Back on December 3 last year, British Deputy Prime Minister Nick Clegg announced he would introduce an identical bill into the Westminster Parliament. This was just 24 hours after the duchess' pregnancy was announced. Mr Clegg said that New Zealand and the other 14 "realms" that still cling on to the British monarchy, such as Papua New Guinea, Tuvalu, and Antigua and Barbuda, had already delivered formal letters of consent to the idea of a female first-born having an equal claim to the throne as a boy baby.
He issued a statement saying, "it's a wonderful coincidence that the final confirmation from the other realms arrived on the very day that the Duke and Duchess of Cambridge made their announcement".
New Zealand is not just one of the letter-writers; Mr Clegg outed us as the ring-leader. Following the Commonwealth heads of government meeting in Perth in October 2011, the Key government has lead the charge, jollying along the other "realms" to ensure all 15 old colonies, or as they like to say these days, "realms", put their monikers to a formal letter of consent.
And what are we consenting to? Well basically, to update the 300-year-old British law of succession, and allow an elder daughter to precede a younger son in the line of royal succession. The bill also proposes the "radical" step of allowing a person married to a Roman Catholic to become king or queen. But loyal Orangemen can put away the smelling salts. Catholics are still to be banned from the throne of New Zealand, Tuvalu, the Solomon Islands et al. Our head of state will have to swear an oath to maintain the Protestant religion.
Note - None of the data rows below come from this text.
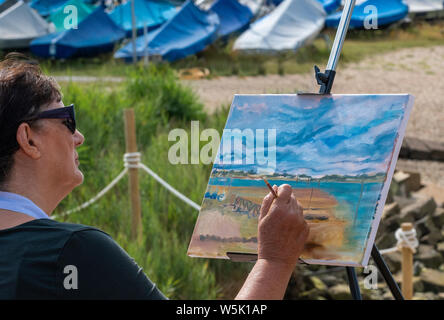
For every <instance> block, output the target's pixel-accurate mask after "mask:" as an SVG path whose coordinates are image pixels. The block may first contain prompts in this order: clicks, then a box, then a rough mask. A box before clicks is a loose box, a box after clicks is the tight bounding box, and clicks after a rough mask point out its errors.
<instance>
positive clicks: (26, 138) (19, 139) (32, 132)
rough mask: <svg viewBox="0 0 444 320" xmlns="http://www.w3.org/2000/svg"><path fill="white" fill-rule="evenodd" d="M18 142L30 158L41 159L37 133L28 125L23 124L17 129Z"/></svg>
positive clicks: (17, 136)
mask: <svg viewBox="0 0 444 320" xmlns="http://www.w3.org/2000/svg"><path fill="white" fill-rule="evenodd" d="M16 138H17V142H18V144H19V146H20V150H22V151H23V152H24V153H25V154H26V155H27V156H28V157H30V158H32V159H34V160H37V159H39V158H40V157H41V150H40V149H39V147H38V145H39V144H38V143H36V141H37V140H38V137H37V135H36V134H35V131H34V130H32V129H31V127H30V126H29V124H28V123H26V122H23V123H21V124H20V125H19V127H18V129H17V136H16Z"/></svg>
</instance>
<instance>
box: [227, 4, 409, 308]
mask: <svg viewBox="0 0 444 320" xmlns="http://www.w3.org/2000/svg"><path fill="white" fill-rule="evenodd" d="M355 2H356V0H346V3H345V5H344V9H343V11H342V16H341V20H340V21H339V26H338V30H337V31H336V37H335V40H334V42H333V46H332V50H331V52H330V58H329V60H328V64H327V68H326V71H325V72H324V73H322V72H321V71H320V69H319V67H318V66H315V67H314V69H315V77H316V81H317V83H318V84H319V85H320V86H321V88H320V89H319V93H310V94H320V95H329V94H331V88H332V86H333V82H334V79H335V75H336V65H337V62H338V59H339V56H340V54H341V51H342V46H343V44H344V40H345V36H346V34H347V30H348V26H349V24H350V19H351V16H352V12H353V8H354V7H355ZM227 256H228V257H229V258H230V259H231V260H232V261H239V262H249V261H255V260H256V259H257V255H256V254H244V253H237V252H227ZM371 256H372V258H373V260H374V262H375V264H376V266H377V268H378V270H379V272H380V273H381V274H382V276H383V278H384V280H385V282H386V283H387V286H388V287H389V289H390V291H391V293H392V295H393V297H394V298H395V299H396V300H404V297H403V295H402V293H401V290H400V289H399V286H398V284H397V283H396V281H395V280H394V279H393V275H392V273H391V272H390V270H389V268H388V267H387V264H386V263H385V261H384V259H383V258H382V256H381V253H380V252H379V250H378V248H377V247H376V245H375V244H373V248H372V252H371ZM301 262H302V263H304V262H303V261H301ZM345 268H346V272H347V277H348V284H349V287H350V293H351V295H352V297H353V299H355V300H362V296H361V291H360V289H359V284H358V278H357V276H356V271H355V268H354V267H345Z"/></svg>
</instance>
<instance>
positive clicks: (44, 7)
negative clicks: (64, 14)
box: [30, 0, 68, 17]
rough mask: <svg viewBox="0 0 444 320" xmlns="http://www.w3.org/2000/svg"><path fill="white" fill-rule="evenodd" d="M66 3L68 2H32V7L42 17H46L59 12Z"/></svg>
mask: <svg viewBox="0 0 444 320" xmlns="http://www.w3.org/2000/svg"><path fill="white" fill-rule="evenodd" d="M66 2H68V0H32V2H31V3H30V6H31V7H32V8H34V9H35V10H37V12H38V13H39V14H40V15H41V16H43V17H46V16H49V15H50V14H51V13H53V12H56V11H57V10H59V9H60V8H61V7H62V6H63V5H64V4H65V3H66Z"/></svg>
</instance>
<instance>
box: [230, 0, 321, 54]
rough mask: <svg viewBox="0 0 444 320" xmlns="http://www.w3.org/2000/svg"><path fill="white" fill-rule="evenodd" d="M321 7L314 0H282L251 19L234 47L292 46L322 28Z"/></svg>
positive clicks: (308, 41)
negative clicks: (246, 27) (260, 17)
mask: <svg viewBox="0 0 444 320" xmlns="http://www.w3.org/2000/svg"><path fill="white" fill-rule="evenodd" d="M325 16H326V13H325V10H324V9H323V7H322V5H321V3H320V2H318V1H317V0H284V1H283V2H282V3H281V4H280V5H279V6H277V7H276V9H275V10H273V11H272V12H271V13H269V14H268V15H266V16H264V17H262V18H261V19H260V20H258V21H256V22H255V23H253V24H252V25H251V26H250V28H249V29H248V30H247V31H245V32H244V33H243V34H242V35H241V36H240V37H239V38H238V39H237V40H236V42H235V43H234V47H233V49H234V50H252V51H279V50H296V49H298V48H300V47H302V46H304V45H305V44H306V43H308V42H310V41H312V40H313V39H314V38H315V37H316V36H317V35H318V34H319V32H320V31H321V30H322V28H323V27H324V22H325Z"/></svg>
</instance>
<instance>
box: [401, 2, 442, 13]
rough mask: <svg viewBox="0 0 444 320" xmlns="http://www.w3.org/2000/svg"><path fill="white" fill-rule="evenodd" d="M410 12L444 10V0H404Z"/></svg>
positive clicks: (415, 12)
mask: <svg viewBox="0 0 444 320" xmlns="http://www.w3.org/2000/svg"><path fill="white" fill-rule="evenodd" d="M403 2H404V3H405V4H406V5H408V7H409V13H428V12H434V11H440V10H444V0H403Z"/></svg>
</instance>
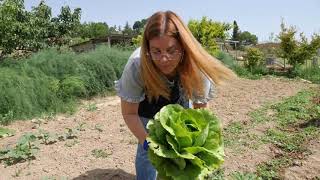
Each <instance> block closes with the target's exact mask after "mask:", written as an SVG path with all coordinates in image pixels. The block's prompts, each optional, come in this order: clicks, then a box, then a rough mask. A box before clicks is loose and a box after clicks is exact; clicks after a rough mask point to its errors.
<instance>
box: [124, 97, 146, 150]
mask: <svg viewBox="0 0 320 180" xmlns="http://www.w3.org/2000/svg"><path fill="white" fill-rule="evenodd" d="M138 108H139V103H129V102H126V101H124V100H122V99H121V111H122V116H123V119H124V121H125V123H126V124H127V126H128V128H129V129H130V131H131V132H132V134H133V135H134V136H135V137H136V138H137V139H138V141H139V143H140V144H143V142H144V140H145V139H146V137H147V135H148V133H147V132H146V130H145V129H144V127H143V124H142V122H141V121H140V118H139V115H138Z"/></svg>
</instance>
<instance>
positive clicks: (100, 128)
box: [94, 124, 103, 132]
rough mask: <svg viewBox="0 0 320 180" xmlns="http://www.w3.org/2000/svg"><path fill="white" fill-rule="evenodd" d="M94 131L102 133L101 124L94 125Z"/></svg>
mask: <svg viewBox="0 0 320 180" xmlns="http://www.w3.org/2000/svg"><path fill="white" fill-rule="evenodd" d="M94 129H95V130H97V131H99V132H102V131H103V129H102V125H101V124H96V125H95V126H94Z"/></svg>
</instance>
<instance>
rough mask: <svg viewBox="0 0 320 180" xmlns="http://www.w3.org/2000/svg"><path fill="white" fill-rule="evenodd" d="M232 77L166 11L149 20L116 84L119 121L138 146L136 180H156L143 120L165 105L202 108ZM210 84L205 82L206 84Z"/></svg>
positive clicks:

The game of charades Ms Collins wants our MPs to play is a joke on our democracy on many levels. For a start, as Mr Clegg has already pointed out, it's a done deal. Mr Key has already reassured the British that he's got not just New Zealand but every other former colony that still hangs on to the British royal coat-tails sewn up. Give that man a knighthood.
Mr Clegg risibly argued in the British Parliament that the changes would bring the monarchy into the 21st century by ending a system based on the "supposed superiority of men". He also claimed "we don't support laws which discriminate on either religious or gender grounds", while ignoring the continuing prejudice against Catholics taking the throne.
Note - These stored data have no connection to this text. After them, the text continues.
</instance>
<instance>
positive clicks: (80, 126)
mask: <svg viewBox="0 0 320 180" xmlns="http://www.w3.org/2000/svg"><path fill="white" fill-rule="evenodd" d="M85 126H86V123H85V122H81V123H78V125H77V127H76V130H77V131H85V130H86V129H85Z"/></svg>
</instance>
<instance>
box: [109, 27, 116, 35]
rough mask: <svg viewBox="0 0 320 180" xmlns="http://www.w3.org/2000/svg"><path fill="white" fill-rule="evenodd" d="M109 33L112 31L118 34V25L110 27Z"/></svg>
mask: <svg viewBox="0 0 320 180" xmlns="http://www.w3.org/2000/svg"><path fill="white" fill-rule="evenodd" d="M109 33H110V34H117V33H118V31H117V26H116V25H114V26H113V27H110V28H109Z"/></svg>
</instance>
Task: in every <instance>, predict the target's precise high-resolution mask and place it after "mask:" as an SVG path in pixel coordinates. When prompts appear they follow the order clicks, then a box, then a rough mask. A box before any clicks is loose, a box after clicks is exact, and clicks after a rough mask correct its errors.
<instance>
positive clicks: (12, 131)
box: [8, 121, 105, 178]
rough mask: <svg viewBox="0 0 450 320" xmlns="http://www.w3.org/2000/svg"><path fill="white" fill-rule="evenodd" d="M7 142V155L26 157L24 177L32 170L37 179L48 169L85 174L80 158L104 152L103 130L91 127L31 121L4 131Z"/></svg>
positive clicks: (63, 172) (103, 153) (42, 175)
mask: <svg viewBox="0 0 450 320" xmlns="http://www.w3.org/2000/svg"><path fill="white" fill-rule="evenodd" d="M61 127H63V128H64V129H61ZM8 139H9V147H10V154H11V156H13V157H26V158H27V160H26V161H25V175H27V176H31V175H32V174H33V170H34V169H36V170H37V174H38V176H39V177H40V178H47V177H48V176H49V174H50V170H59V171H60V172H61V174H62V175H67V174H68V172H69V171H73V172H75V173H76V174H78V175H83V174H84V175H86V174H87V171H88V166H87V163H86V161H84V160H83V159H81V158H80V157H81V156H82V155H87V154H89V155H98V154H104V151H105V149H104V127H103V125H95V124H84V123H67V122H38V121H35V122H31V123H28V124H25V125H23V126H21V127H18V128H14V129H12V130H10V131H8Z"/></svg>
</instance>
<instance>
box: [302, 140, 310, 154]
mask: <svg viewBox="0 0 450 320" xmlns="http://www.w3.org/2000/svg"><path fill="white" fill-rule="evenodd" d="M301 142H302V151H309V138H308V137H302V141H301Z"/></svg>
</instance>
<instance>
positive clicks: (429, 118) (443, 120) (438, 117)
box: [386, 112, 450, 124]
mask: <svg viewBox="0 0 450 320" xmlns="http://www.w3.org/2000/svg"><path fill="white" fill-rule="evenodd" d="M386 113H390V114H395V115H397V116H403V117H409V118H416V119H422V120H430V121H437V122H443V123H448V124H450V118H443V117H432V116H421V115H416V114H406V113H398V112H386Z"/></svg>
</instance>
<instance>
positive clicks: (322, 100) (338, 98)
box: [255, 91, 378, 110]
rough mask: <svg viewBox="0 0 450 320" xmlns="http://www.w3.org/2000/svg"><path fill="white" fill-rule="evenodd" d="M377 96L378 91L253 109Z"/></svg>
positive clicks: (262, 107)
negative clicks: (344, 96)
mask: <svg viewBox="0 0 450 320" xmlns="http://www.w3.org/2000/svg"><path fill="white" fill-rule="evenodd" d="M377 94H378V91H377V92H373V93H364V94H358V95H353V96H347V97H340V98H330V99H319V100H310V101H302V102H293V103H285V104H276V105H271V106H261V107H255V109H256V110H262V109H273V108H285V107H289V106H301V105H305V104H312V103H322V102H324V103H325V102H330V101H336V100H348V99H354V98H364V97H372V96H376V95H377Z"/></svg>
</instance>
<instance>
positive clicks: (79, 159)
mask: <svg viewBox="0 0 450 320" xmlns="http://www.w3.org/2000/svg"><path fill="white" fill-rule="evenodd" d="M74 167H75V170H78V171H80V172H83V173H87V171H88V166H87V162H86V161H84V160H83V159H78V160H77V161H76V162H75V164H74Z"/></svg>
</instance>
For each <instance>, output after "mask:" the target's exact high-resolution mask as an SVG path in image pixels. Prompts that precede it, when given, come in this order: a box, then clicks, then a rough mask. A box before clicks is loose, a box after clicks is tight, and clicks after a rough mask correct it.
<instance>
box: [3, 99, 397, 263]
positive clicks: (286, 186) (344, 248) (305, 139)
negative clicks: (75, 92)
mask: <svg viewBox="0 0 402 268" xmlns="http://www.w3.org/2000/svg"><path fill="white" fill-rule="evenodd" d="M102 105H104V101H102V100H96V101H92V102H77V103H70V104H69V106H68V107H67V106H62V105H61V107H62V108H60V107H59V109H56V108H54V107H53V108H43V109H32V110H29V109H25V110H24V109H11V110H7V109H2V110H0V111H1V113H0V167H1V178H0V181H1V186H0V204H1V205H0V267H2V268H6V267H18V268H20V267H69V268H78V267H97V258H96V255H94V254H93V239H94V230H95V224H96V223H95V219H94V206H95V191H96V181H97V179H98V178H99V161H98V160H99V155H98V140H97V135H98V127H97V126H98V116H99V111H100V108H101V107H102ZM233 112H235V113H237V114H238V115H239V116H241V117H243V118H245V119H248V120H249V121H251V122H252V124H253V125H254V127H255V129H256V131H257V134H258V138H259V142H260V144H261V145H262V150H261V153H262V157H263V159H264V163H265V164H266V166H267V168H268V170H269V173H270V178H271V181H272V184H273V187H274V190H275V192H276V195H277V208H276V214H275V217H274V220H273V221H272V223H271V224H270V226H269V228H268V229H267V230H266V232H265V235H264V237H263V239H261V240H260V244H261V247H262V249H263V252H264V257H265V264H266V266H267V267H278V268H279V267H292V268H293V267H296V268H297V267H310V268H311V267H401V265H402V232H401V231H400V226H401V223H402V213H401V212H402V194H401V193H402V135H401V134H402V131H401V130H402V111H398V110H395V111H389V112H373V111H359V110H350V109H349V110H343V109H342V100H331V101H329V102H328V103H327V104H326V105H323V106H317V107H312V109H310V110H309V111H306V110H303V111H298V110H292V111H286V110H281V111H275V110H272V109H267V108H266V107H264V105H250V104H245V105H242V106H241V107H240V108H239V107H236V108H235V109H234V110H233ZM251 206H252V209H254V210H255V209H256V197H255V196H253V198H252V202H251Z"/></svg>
How a liberal-minded modern politician can see any form of inherited monarchy as 21st century is beyond me. Especially one living in a realm on the other side of the globe from the home of said royal head of state. Suggesting this law change is a victory for human rights is a joke as far as ordinary Britons and New Zealanders are concerned. It doesn't help any one of us becoming head of state of the democracy we live in.
All this law change offers is to bring gender equality to a select line of blue-bloods who can claim legitimate descent from the 17th-century Electress Sophia of Hanover, the Protestant grand-daughter of James VI of Scotland/James I of England. She or he will also be able to marry "a Papist" as well, without losing their rights to the throne. What any of this has to do with the multicultural, multi-ethnic little democracy we've built for ourselves down here in the Pacific, Ms Collins and Mr Key have yet to explain.
Our Bill of Rights bans discrimination on a variety of grounds, religion and ethnicity among them. Yet here our parliamentarians are being asked to back a law that restricts the highest office in the land to the winner of a foreign lottery which none of us enter.